Toronto, Ontario, January 21, 2016 - For the fiscal year ended October 31, 2015, AlarmForce Industries (TSX:AF) reported revenues of $56.1 million. Net income fell by 36% or $2.8 million year-over-year, driven by one-time non-recurring items totalling $ 3.7 million. As a result, diluted earnings per share were $0.43 in 2015 down from $0.65 during 2014.
Total revenues for 2015 increased to $56.1 million vs. $52.6 million in 2014, or growth of 7% (3% in constant currency). Recurring monthly revenue (RMR) increased to $4.48 million from $4.20 million at the end of 2014, or 7% (3% excluding the effect of foreign exchange). Cash flow from operations decreased from $11.8 million to $9.0 million, or 24% driven by one-time items in the second half of the year related to the change in management.
"During the fourth quarter we were pleased that our gross subscriber additions had double digit growth," said Graham Badun, President and CEO of AlarmForce Industries Inc. "We have a renewed focus on growing our business in Canada and 2016 promises to be a productive year as we prepare the company for accelerated growth."

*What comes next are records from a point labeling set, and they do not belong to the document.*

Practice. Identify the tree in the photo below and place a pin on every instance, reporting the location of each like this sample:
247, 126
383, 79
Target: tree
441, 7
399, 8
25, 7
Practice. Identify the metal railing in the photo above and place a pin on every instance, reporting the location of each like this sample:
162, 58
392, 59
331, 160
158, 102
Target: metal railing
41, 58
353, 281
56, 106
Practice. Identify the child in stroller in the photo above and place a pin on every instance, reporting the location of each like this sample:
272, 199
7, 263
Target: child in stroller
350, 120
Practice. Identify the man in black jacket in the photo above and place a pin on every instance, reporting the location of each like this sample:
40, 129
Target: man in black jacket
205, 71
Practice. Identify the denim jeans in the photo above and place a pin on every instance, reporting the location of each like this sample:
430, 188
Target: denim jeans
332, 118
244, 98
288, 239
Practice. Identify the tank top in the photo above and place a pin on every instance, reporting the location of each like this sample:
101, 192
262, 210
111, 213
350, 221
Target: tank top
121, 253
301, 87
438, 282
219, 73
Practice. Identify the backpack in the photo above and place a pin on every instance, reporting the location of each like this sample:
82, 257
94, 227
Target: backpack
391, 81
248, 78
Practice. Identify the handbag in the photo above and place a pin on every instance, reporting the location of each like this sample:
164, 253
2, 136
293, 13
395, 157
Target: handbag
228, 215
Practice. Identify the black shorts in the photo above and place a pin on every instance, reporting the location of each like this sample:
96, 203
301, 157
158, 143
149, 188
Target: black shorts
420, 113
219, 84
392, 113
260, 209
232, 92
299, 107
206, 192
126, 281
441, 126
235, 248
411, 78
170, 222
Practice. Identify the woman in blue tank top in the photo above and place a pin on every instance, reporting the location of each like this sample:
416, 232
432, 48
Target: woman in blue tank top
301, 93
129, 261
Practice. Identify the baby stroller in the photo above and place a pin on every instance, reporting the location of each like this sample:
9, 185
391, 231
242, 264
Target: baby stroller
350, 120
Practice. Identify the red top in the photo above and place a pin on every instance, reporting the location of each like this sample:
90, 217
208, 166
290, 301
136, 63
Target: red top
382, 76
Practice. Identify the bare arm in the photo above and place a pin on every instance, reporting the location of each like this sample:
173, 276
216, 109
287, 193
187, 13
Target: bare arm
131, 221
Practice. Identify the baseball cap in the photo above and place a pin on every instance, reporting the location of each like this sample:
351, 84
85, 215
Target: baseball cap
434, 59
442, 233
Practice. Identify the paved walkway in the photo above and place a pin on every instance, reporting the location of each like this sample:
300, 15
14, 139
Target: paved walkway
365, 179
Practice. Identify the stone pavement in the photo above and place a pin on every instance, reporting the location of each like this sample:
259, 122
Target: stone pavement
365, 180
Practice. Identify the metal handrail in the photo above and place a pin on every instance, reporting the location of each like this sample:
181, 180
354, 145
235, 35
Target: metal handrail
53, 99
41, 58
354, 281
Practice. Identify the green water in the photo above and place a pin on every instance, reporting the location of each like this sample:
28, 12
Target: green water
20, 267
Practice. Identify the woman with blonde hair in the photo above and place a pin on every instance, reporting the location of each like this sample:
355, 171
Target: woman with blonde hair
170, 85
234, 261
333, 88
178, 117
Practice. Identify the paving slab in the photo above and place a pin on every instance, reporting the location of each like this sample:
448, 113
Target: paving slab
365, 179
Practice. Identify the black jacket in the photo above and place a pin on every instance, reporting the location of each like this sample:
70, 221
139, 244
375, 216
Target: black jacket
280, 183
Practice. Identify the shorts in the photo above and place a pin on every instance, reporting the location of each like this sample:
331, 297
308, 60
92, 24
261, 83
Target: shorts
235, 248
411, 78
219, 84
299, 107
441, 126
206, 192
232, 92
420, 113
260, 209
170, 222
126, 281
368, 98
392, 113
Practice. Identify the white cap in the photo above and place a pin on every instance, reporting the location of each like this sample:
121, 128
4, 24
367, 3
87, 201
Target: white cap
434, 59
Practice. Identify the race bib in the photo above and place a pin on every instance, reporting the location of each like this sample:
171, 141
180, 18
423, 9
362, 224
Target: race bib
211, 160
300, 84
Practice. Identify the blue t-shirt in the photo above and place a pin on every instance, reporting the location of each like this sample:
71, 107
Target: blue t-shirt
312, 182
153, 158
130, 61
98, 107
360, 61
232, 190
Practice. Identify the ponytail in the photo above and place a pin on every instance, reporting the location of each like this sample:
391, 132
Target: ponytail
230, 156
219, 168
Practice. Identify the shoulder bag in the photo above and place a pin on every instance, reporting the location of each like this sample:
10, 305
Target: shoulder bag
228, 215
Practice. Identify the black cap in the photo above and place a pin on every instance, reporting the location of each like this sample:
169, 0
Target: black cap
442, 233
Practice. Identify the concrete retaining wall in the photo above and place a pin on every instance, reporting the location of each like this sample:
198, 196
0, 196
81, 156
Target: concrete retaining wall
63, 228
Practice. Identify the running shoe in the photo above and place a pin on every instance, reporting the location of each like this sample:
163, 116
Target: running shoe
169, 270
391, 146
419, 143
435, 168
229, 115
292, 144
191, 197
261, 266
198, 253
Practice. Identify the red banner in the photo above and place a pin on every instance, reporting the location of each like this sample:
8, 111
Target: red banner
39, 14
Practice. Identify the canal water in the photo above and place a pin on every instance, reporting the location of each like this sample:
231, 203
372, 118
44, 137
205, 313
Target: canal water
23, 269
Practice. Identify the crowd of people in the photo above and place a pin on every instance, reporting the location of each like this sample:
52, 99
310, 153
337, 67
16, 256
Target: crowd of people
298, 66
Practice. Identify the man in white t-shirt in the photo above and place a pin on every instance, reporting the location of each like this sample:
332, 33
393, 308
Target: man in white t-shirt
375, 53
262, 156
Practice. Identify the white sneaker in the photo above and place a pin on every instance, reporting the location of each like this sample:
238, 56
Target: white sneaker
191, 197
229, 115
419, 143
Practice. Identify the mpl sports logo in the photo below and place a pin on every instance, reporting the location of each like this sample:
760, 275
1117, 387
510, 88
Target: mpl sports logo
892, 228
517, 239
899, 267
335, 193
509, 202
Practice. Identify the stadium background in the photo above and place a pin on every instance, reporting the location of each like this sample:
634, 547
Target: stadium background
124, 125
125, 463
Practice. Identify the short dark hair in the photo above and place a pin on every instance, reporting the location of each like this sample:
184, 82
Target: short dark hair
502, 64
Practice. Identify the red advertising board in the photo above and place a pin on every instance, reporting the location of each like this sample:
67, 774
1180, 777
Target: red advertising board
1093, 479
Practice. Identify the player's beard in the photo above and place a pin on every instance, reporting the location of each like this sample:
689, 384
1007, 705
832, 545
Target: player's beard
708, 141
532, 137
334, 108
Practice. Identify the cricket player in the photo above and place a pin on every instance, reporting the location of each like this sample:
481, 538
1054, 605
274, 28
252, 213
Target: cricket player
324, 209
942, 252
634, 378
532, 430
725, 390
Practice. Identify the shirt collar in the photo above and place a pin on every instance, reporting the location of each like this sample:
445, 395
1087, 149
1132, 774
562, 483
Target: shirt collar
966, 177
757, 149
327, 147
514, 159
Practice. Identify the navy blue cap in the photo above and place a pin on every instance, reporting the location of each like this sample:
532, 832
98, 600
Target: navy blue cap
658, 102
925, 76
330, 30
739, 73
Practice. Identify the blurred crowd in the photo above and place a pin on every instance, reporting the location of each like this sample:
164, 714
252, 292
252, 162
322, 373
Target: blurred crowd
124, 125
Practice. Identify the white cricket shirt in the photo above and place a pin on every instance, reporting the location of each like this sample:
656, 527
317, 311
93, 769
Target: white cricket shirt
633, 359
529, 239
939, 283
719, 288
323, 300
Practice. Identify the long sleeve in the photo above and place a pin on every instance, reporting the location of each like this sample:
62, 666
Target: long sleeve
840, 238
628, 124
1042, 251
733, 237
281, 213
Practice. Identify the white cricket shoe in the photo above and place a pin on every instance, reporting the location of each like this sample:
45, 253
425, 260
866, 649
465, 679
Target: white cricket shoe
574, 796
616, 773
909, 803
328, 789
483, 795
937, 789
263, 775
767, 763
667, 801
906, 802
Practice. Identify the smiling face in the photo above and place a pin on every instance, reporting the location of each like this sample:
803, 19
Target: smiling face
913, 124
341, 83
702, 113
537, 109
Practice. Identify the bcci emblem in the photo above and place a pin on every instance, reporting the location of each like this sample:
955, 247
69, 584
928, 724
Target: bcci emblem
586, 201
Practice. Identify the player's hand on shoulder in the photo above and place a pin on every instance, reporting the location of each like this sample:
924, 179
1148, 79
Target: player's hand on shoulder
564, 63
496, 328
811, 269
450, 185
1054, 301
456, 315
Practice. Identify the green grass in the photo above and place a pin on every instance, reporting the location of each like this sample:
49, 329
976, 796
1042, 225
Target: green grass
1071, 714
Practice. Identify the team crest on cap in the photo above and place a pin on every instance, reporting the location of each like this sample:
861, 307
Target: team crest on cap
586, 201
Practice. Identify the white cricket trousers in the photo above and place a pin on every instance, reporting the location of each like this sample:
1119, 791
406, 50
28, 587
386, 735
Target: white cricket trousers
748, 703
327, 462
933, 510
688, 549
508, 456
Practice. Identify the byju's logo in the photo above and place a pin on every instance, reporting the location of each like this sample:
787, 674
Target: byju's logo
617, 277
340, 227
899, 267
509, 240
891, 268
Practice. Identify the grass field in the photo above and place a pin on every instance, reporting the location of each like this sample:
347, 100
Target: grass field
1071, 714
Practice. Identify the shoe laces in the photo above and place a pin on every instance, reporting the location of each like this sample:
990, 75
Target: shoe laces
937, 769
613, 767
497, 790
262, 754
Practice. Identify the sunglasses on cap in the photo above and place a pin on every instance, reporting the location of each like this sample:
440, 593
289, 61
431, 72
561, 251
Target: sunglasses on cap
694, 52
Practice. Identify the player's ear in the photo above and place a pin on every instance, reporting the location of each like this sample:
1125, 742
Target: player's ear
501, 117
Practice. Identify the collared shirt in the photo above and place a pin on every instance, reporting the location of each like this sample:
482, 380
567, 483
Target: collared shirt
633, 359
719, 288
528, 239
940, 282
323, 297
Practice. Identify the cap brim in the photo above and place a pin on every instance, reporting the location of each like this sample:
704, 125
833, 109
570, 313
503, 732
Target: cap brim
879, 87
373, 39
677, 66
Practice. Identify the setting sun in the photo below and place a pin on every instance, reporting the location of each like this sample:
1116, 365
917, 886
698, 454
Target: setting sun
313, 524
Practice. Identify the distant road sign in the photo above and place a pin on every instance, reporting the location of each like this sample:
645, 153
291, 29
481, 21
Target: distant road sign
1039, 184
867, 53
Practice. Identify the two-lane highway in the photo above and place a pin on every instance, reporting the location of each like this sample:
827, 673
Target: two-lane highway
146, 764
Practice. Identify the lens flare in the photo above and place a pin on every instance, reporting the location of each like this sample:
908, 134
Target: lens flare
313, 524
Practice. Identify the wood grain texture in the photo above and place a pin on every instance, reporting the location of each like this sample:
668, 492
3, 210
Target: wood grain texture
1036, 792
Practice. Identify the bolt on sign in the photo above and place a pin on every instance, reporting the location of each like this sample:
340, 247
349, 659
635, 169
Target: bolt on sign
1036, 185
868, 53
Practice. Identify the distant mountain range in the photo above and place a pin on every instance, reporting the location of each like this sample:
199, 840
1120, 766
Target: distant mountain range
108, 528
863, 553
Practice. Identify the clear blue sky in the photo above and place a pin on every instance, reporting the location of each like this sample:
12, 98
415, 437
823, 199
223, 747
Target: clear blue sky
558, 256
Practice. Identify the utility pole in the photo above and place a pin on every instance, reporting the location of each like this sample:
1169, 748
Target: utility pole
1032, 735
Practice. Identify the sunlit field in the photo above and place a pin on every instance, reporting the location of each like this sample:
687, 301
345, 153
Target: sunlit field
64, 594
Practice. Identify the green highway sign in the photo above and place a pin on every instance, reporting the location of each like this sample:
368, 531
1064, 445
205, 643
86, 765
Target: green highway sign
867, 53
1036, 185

During 2015, the Company repurchased a total of 113,100 common shares for cancellation under the normal course issuer bid for a total cost of $1.3 million and has paid dividends totalling $1.7 million. During the fourth-quarter, $1.5 million was returned to shareholders through the normal course issuer bid and dividends paid. AlarmForce made the decision to repurchase shares as they were available at a price that the Company believes to be below the underlying intrinsic value of the Company.
AlarmForce provides security alarm monitoring, personal emergency response monitoring, video surveillance and related services to residential and commercial subscribers throughout Canada and selected markets in the United States. More information about the company's products and services can be found at alarmforce.com.
EBITDA is defined as earnings before interest expenses, income taxes, depreciation and amortization. EBITDA is a key measure used in the security industry to assist in understanding and comparing operating results and is often referred to by our competitors. Management views EBITDA as a measure to assess the operating performance of the Company. Yet, since it does not have any standardized meaning defined by IFRS, it may not be considered in isolation of IFRS measures such as net income/loss or cash flows, as a measure of liquidity. The Company, however, utilizes these measures in making operating decisions and assessing its performance. Management believes that it allows the Company to assess its ongoing business without the impact of depreciation or amortization expenses. Since EBITDA is not a defined term under IFRS, it is unlikely to be comparable to similar measure presented by other issuers.
This document contains forward-looking statements which reflect management's current expectations about future events and financial and operating performance of the Company. Words such as "may", "will", "should", "could", "anticipate", "believe," "expect, "intend", "plan", "potential", "continue" and similar expressions have been used to identify these forward-looking statements. Forward-looking statements contained in this document may include estimates, plans, expectations, opinions, forecasts, projections, guidance or other statements that are not statements of fact. These statements reflect management's current views with respect to future events or conditions, including prospective financial performance, financial position, and predictions of future actions, plans or strategies. Certain material factors and assumptions were applied in drawing our conclusions and making these forward looking statements. These statements reflect management's current views, beliefs and assumptions and are subject to certain inherent risks and uncertainties.